The spirit of place can be difficult to articulate in a garden, being a result of history, objects, plants and people, but one of the most compelling ways a gardener can achieve it is in the choice of plants and how they're arranged together. Nature's floral tide generates an effortless succession of seasonal effects; take a stroll through Sissinghurst's bluebell wood, for instance, and you will see a close-knit and balanced community of plants that co-exist in harmony, emerging, flowering and fading, to be replaced by something else.

In a multi-layered, complex and completely artificial flower border, however (containing species from various habitats around the world), the subtle and successful relationship between perennial partners is more difficult to maintain. Achieving a harmonious balance here requires continual critique and reworking of the component parts.

At Sissinghurst, both Vita Sackville-West and Harold Nicolson were surprisingly well-organised gardeners, always keeping copious notes and lists. Vita’s garden note-books demonstrate what a perfectionist she was, never satisfied with a planting that could be improved. Two of the things that Harold said he most admired about Vita were her ‘courage to abolish ugly and unsuccessful flowers’ and her ‘extraordinary taste in plants’. Vita experimented all the time with shapes and colours, moving whole groups of plants. She rejuvenated the garden every season, with new varieties or fresh ideas.

The Nicolsons deliberately engineered each garden room at Sissinghurst to peak at a certain time, such as the magnificent crescendo of flowering bulbs in the Lime Walk during April, the Rose Garden in June or the White Garden in July. In this way, they achieved a succession of climaxes throughout the garden, with each space peaking in turn and then allowed to rest when another area of the garden would take over.

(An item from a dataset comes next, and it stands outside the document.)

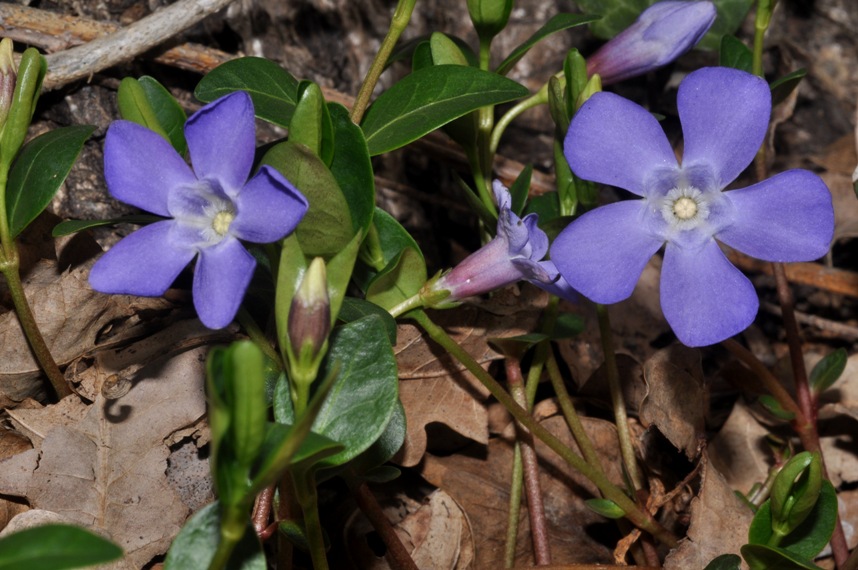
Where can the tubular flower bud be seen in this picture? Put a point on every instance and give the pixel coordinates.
(662, 33)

However, Sissinghurst’s change of use to being a public garden brings an expectation that every part of it should be of interest, whenever you visit. And I can think of few other gardens where, over the past 50 years, more successful combinations of plants have been realised than here.
It now falls to me to continue orchestrating these sophisticated multi-layered plantings and one area I’m currently working on consists of four beds at the garden entrance that we call the ‘Donkey Beds’, named after Abdul the donkey, who used to graze the lawns here.

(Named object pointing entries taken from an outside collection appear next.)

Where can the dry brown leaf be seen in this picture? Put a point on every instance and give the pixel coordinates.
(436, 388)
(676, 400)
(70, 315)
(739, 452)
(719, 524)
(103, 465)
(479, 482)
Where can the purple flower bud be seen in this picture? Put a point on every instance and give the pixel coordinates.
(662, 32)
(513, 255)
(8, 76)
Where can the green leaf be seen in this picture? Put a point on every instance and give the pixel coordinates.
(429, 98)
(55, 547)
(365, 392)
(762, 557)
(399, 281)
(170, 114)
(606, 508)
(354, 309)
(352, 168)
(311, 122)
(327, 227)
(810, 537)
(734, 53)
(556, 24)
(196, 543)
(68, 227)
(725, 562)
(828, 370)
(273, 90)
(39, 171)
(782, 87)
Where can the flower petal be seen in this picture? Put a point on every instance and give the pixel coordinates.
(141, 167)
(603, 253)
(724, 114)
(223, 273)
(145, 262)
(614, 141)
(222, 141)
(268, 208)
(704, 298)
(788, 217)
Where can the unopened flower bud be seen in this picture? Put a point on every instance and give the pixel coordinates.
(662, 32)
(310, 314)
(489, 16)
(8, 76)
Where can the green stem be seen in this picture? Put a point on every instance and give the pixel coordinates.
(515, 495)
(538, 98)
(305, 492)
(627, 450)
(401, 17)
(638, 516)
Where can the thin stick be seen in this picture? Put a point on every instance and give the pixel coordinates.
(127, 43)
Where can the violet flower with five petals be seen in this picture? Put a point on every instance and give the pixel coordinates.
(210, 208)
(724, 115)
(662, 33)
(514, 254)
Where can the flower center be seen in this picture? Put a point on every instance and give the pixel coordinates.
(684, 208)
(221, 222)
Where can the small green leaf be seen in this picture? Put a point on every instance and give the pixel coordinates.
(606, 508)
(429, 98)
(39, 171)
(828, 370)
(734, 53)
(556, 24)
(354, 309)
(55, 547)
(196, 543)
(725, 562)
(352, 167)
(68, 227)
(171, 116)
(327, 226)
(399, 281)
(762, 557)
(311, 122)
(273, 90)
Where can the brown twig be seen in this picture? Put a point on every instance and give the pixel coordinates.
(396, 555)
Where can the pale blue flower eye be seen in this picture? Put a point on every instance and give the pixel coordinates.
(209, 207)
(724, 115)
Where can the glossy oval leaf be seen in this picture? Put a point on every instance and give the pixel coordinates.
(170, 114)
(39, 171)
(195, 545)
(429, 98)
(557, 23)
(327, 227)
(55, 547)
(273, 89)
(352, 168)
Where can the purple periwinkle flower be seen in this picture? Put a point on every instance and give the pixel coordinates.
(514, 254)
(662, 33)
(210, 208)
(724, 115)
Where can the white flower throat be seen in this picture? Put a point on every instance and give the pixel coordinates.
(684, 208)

My preferred way of gardening is hands-on and intuitive, but, whether planned on paper or not, all of my schemes follow the same process, whereby the plants are grouped into several categories, as follows. Keynote plants, providing structure and character, are placed first. They act as anchor points and don’t have to dominate; however, their personality and presence must be sufficient to hold a scheme together. Accent plants follow. Their role is to give unity and they work in two ways. When woven through a scheme, their effect is of rhythm or, if planted at intervals, the effect is of punctuation and potency.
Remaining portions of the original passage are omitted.